Parmi les 4 439 répondants de l’enquête, seulement 16 % restent prêts à accueillir un docteur junior dans les conditions proposées par le gouvernement. Les étudiants et les médecins en activité ne peuvent se résoudre à l’échec d’une réforme attendue, programmée, négociée est indispensable. C’est pourquoi ils alertent aujourd’hui les pouvoirs publics.

Pour être attractif un tel investissement sur le temps de travail du MSU ( un enseignement et un accompagnement pédagogiquement efficace double le temps de consultation). L’investissement financier doit être à la hauteur, ce qui est loin d’être le cas avec les sommes proposées par les ministères concernés :

  • Pour les Maitres de Stage (MSU) forfait mensuel de 1200 euros pour mise à disposition du local équipé et fonctionnel (agendas en ligne, secrétariat, informatique, …) + 600 euros mensuels de forfait pédagogique. Mais contrairement aux SASPAS, aucune perception sur les actes,
  • prime de 800 euros mensuels pour les MSU lorsque les locaux sont situés en ZIP (Zones d’Intervention Prioritaire).

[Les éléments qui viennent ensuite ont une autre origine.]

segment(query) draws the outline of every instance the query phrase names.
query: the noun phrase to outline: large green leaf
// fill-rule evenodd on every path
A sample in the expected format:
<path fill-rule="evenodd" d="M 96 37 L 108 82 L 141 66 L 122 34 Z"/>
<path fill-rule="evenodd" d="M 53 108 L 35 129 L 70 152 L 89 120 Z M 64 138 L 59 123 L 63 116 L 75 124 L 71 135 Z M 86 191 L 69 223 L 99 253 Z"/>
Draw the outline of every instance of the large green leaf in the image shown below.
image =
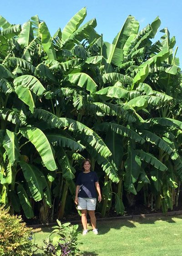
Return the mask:
<path fill-rule="evenodd" d="M 92 19 L 89 21 L 79 27 L 64 42 L 64 47 L 70 50 L 72 49 L 75 45 L 74 43 L 77 43 L 78 40 L 81 42 L 83 40 L 87 39 L 90 43 L 91 43 L 98 38 L 100 36 L 94 29 L 96 26 L 96 19 Z"/>
<path fill-rule="evenodd" d="M 131 184 L 136 181 L 140 174 L 141 164 L 141 161 L 136 155 L 136 151 L 132 148 L 131 145 L 130 144 L 128 147 L 128 157 L 125 163 L 125 187 L 126 188 Z"/>
<path fill-rule="evenodd" d="M 65 41 L 78 29 L 86 16 L 85 7 L 80 10 L 66 25 L 62 32 L 62 40 Z"/>
<path fill-rule="evenodd" d="M 45 88 L 37 78 L 29 75 L 17 77 L 14 80 L 14 84 L 15 86 L 20 85 L 26 87 L 38 96 L 41 96 L 46 91 Z"/>
<path fill-rule="evenodd" d="M 50 142 L 54 145 L 66 147 L 75 150 L 82 151 L 85 149 L 83 145 L 74 140 L 73 138 L 66 137 L 66 135 L 64 135 L 61 133 L 48 133 L 46 134 L 46 136 Z"/>
<path fill-rule="evenodd" d="M 41 22 L 39 27 L 40 36 L 42 44 L 49 59 L 56 59 L 55 50 L 52 42 L 47 25 L 45 22 Z"/>
<path fill-rule="evenodd" d="M 95 125 L 95 127 L 99 131 L 106 131 L 111 130 L 122 136 L 132 139 L 135 140 L 135 141 L 139 142 L 141 144 L 143 144 L 145 141 L 136 132 L 120 124 L 117 124 L 112 123 L 102 123 L 100 124 Z"/>
<path fill-rule="evenodd" d="M 38 15 L 35 15 L 31 17 L 31 22 L 32 23 L 32 28 L 34 36 L 35 37 L 40 36 L 40 27 L 42 21 L 39 19 Z"/>
<path fill-rule="evenodd" d="M 52 80 L 57 82 L 57 80 L 52 73 L 52 70 L 43 63 L 38 65 L 35 71 L 35 75 L 38 76 L 40 79 L 44 78 L 46 80 Z"/>
<path fill-rule="evenodd" d="M 152 183 L 154 185 L 156 190 L 158 192 L 161 191 L 161 185 L 162 184 L 162 173 L 157 169 L 153 167 L 151 171 Z"/>
<path fill-rule="evenodd" d="M 19 99 L 29 107 L 29 109 L 33 114 L 35 104 L 34 99 L 30 90 L 21 85 L 15 86 L 15 90 Z"/>
<path fill-rule="evenodd" d="M 14 91 L 13 88 L 8 81 L 3 78 L 0 80 L 0 91 L 8 94 Z"/>
<path fill-rule="evenodd" d="M 35 201 L 40 201 L 44 194 L 43 188 L 46 187 L 42 184 L 41 177 L 43 174 L 33 165 L 27 164 L 22 161 L 20 162 L 20 164 L 33 198 Z"/>
<path fill-rule="evenodd" d="M 22 185 L 20 184 L 18 186 L 17 192 L 20 203 L 26 218 L 27 219 L 33 218 L 34 215 L 32 207 L 26 191 Z"/>
<path fill-rule="evenodd" d="M 1 35 L 10 39 L 11 37 L 19 35 L 21 31 L 21 26 L 20 25 L 15 25 L 11 26 L 7 28 L 4 28 L 1 32 Z"/>
<path fill-rule="evenodd" d="M 28 61 L 15 57 L 9 58 L 5 66 L 7 67 L 12 67 L 14 68 L 18 67 L 21 69 L 27 70 L 30 74 L 33 74 L 35 70 L 35 67 Z"/>
<path fill-rule="evenodd" d="M 115 66 L 120 66 L 123 61 L 123 51 L 122 49 L 116 47 L 116 45 L 105 42 L 103 45 L 103 55 L 108 64 L 113 64 Z M 108 72 L 109 65 L 106 69 L 106 73 Z"/>
<path fill-rule="evenodd" d="M 116 48 L 120 49 L 123 48 L 125 46 L 125 50 L 126 51 L 126 46 L 128 45 L 128 43 L 130 43 L 136 35 L 139 27 L 138 21 L 133 16 L 129 15 L 121 30 L 113 40 L 112 43 L 115 45 Z"/>
<path fill-rule="evenodd" d="M 4 28 L 8 28 L 11 25 L 4 17 L 0 16 L 0 27 Z"/>
<path fill-rule="evenodd" d="M 14 78 L 14 76 L 2 64 L 0 64 L 0 77 L 1 78 Z"/>
<path fill-rule="evenodd" d="M 75 178 L 74 174 L 76 170 L 72 166 L 66 151 L 62 148 L 60 149 L 60 159 L 59 160 L 64 178 L 68 181 L 72 180 Z"/>
<path fill-rule="evenodd" d="M 86 108 L 89 113 L 99 116 L 116 116 L 130 123 L 136 121 L 136 118 L 128 111 L 120 106 L 112 103 L 102 102 L 87 102 Z"/>
<path fill-rule="evenodd" d="M 123 155 L 123 138 L 113 131 L 109 130 L 105 142 L 112 155 L 112 159 L 117 168 L 121 168 Z"/>
<path fill-rule="evenodd" d="M 59 118 L 53 114 L 42 109 L 35 109 L 35 117 L 47 122 L 53 128 L 60 128 L 68 127 L 70 130 L 78 133 L 85 143 L 93 147 L 102 156 L 107 157 L 111 155 L 101 138 L 84 124 L 73 119 Z"/>
<path fill-rule="evenodd" d="M 13 165 L 15 161 L 18 161 L 20 157 L 18 141 L 15 133 L 6 130 L 4 138 L 3 147 L 6 150 L 10 163 Z"/>
<path fill-rule="evenodd" d="M 96 93 L 100 95 L 106 95 L 111 98 L 121 99 L 127 98 L 129 91 L 123 88 L 114 86 L 104 88 L 97 91 Z"/>
<path fill-rule="evenodd" d="M 84 73 L 78 73 L 70 74 L 65 79 L 66 81 L 69 81 L 72 84 L 85 88 L 87 91 L 94 92 L 97 87 L 97 85 L 93 79 L 86 74 Z"/>
<path fill-rule="evenodd" d="M 55 171 L 57 167 L 52 151 L 44 133 L 38 128 L 32 127 L 21 128 L 20 131 L 34 145 L 46 168 Z"/>
<path fill-rule="evenodd" d="M 35 38 L 25 49 L 21 59 L 25 58 L 27 61 L 31 62 L 31 52 L 33 52 L 36 49 L 37 45 L 40 44 L 40 37 L 38 36 Z"/>
<path fill-rule="evenodd" d="M 26 117 L 22 111 L 16 112 L 9 108 L 4 107 L 0 109 L 0 118 L 7 120 L 17 126 L 26 124 Z"/>
<path fill-rule="evenodd" d="M 103 75 L 102 78 L 105 84 L 106 83 L 115 83 L 119 81 L 123 86 L 126 87 L 128 85 L 131 85 L 132 82 L 132 79 L 130 76 L 117 73 L 105 74 Z"/>
<path fill-rule="evenodd" d="M 173 150 L 162 139 L 155 133 L 148 130 L 140 131 L 142 132 L 140 136 L 147 141 L 149 141 L 157 146 L 160 149 L 166 152 L 171 156 L 172 159 L 174 159 Z"/>
<path fill-rule="evenodd" d="M 153 155 L 146 153 L 142 149 L 135 149 L 135 152 L 141 160 L 153 165 L 156 169 L 162 171 L 167 170 L 166 165 L 158 160 Z"/>
<path fill-rule="evenodd" d="M 29 21 L 22 25 L 17 41 L 20 44 L 23 44 L 25 47 L 27 47 L 34 39 L 31 22 Z"/>
<path fill-rule="evenodd" d="M 147 64 L 143 67 L 139 67 L 138 70 L 138 72 L 133 78 L 131 89 L 133 88 L 134 85 L 144 82 L 149 74 L 149 65 Z"/>
<path fill-rule="evenodd" d="M 145 108 L 148 105 L 147 101 L 143 96 L 136 97 L 128 101 L 127 104 L 136 108 L 136 110 Z"/>

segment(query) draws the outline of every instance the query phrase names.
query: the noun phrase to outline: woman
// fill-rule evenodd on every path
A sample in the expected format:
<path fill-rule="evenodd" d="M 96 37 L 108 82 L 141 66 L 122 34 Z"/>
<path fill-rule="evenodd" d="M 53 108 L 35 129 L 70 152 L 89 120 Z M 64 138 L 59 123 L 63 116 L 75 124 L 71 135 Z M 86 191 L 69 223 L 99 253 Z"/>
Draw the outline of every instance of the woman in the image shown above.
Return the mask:
<path fill-rule="evenodd" d="M 100 203 L 102 200 L 101 190 L 97 175 L 95 171 L 91 171 L 91 162 L 89 159 L 85 159 L 83 163 L 84 171 L 79 174 L 76 181 L 76 188 L 75 203 L 78 205 L 78 209 L 81 213 L 81 222 L 83 227 L 82 234 L 88 233 L 87 211 L 91 218 L 93 232 L 98 234 L 98 229 L 96 228 L 96 218 L 95 210 L 96 203 L 96 188 L 99 197 L 98 200 Z"/>

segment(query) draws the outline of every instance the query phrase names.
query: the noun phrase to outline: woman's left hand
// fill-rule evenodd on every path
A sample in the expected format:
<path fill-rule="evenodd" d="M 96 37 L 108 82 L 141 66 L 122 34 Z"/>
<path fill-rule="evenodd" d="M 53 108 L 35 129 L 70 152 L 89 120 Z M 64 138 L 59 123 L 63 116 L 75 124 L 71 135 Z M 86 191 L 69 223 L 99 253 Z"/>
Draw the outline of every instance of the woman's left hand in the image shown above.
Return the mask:
<path fill-rule="evenodd" d="M 101 200 L 102 200 L 102 197 L 101 196 L 99 196 L 98 197 L 98 200 L 99 202 L 101 203 Z"/>

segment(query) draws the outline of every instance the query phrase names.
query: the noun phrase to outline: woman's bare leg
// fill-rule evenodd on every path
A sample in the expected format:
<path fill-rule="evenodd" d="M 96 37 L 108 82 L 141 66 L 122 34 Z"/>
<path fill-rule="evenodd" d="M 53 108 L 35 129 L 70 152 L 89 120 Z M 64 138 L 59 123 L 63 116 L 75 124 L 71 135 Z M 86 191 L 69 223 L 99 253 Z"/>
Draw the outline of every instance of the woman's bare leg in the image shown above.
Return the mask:
<path fill-rule="evenodd" d="M 96 229 L 96 218 L 95 216 L 95 211 L 88 211 L 91 217 L 91 224 L 92 229 Z"/>
<path fill-rule="evenodd" d="M 86 214 L 87 211 L 86 210 L 81 210 L 81 223 L 84 230 L 87 229 L 87 219 Z"/>

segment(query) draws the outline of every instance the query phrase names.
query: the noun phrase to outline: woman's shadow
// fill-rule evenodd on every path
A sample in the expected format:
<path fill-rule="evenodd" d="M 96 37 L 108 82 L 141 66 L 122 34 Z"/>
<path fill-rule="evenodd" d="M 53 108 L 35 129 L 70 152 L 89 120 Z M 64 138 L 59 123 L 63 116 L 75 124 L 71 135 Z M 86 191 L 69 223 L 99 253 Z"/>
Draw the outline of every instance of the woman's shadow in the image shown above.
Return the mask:
<path fill-rule="evenodd" d="M 97 256 L 97 255 L 98 255 L 97 253 L 91 251 L 83 251 L 81 254 L 81 256 Z"/>

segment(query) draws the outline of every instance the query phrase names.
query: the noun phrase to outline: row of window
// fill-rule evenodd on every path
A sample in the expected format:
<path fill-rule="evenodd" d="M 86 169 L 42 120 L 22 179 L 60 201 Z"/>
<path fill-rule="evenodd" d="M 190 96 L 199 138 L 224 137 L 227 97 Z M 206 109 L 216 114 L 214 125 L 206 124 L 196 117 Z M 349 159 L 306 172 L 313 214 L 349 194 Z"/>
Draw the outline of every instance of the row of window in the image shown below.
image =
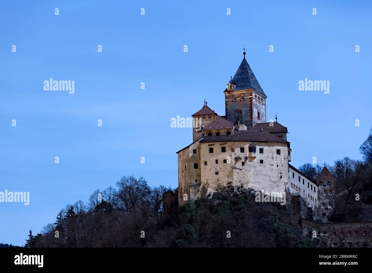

Une réforme est nécessaire et tous les MSU pressentis le disent, si les propositions ne sont pas plus attractives, cette réforme sera un repoussoir et la situation des étudiants ( qui se précipiteront vers l’hôpital pour effectuer cette 4 eme année) passeront à côté d’une formation pédagogique les préparant réellement à leur futur métier.

En l’état, ce projet de réforme sera un pétard mouillé.

 En l’absence de réaction rapide et massive, l’État sera alors pleinement responsable de l’échec de cette réforme pourtant essentielle et devra assumer toutes les conséquences de ce fiasco en matière de formation et d’accès aux soins de la population. Nous attendons du gouvernement qu’il assume ses responsabilités et publie sans délai les textes nécessaires à l’application de cette réforme avec les masses financières à la hauteur de l’enjeu.